Fallen Grace - Mary Hooper [17]
‘But it wasn’t broken at all,’ said Grace, ‘for it’s there in your window on a shelf.’
‘That’s a different one!’ Morrell blustered.
‘I’ve been warned about people like you, who make a pretence that something is broken when it isn’t.’
‘I tell you that that there pot in the window is another one,’ said Morrell. ‘A different one. That one’s quality, that is.’
‘That is our mother’s teapot in your window,’ Grace said sternly. ‘And my brother, who is a lawyer’s clerk,’ she brandished the card belonging to Mr James Solent, ‘says that if you do not return it to us immediately then he will begin a court enquiry into the matter.’
Morrell looked at the card and his jaw dropped so that the pencil fell out of his mouth. ‘Oh, hoity toity,’ he said. ‘No need for that. Court enquiries indeed.’

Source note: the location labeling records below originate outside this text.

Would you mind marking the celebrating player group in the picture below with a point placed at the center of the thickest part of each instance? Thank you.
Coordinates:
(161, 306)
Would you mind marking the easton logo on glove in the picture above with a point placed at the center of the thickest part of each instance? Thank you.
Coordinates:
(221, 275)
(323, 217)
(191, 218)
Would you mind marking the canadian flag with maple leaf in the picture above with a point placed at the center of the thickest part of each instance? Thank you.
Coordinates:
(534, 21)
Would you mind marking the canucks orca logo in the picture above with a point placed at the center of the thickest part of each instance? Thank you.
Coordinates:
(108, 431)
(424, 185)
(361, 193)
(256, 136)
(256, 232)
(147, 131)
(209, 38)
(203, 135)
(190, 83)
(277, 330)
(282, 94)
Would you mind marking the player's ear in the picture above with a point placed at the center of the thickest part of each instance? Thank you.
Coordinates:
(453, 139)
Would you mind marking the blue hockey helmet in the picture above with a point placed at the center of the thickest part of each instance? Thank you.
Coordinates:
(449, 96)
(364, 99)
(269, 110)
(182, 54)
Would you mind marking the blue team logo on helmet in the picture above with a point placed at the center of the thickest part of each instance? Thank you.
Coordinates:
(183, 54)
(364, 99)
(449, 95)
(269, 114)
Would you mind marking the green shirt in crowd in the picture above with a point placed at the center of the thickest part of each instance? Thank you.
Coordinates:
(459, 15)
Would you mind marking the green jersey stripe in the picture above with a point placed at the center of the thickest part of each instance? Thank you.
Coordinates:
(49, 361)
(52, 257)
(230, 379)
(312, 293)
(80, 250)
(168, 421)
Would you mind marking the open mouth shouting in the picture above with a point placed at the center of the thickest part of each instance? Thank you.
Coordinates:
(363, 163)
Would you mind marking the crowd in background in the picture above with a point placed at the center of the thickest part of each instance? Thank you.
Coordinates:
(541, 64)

‘Then I demand that you give it back right now!’ said Grace.
x
Ten minutes later, Grace and Lily were home and Grace was putting the teapot carefully into the crate. Her hands were shaking a little as she did so, for standing up to Morrell had taken more out of her than she had thought.
She’d removed a couple of sheets of newspaper from Morrell’s counter to wrap the teapot and now smoothed out one of these. To amuse Lily and show that all was well between them (for indeed, Grace did feel that a teapot lost and found was nothing compared to other things), she began to read some of the advertisements.
‘For the best treat of the Season, visit Madame Tussaud’s Historical Gallery with a full-length model of the Murderer James Mullins, with a replica of the awful brown paper parcel, the discovery of which led to his capture.’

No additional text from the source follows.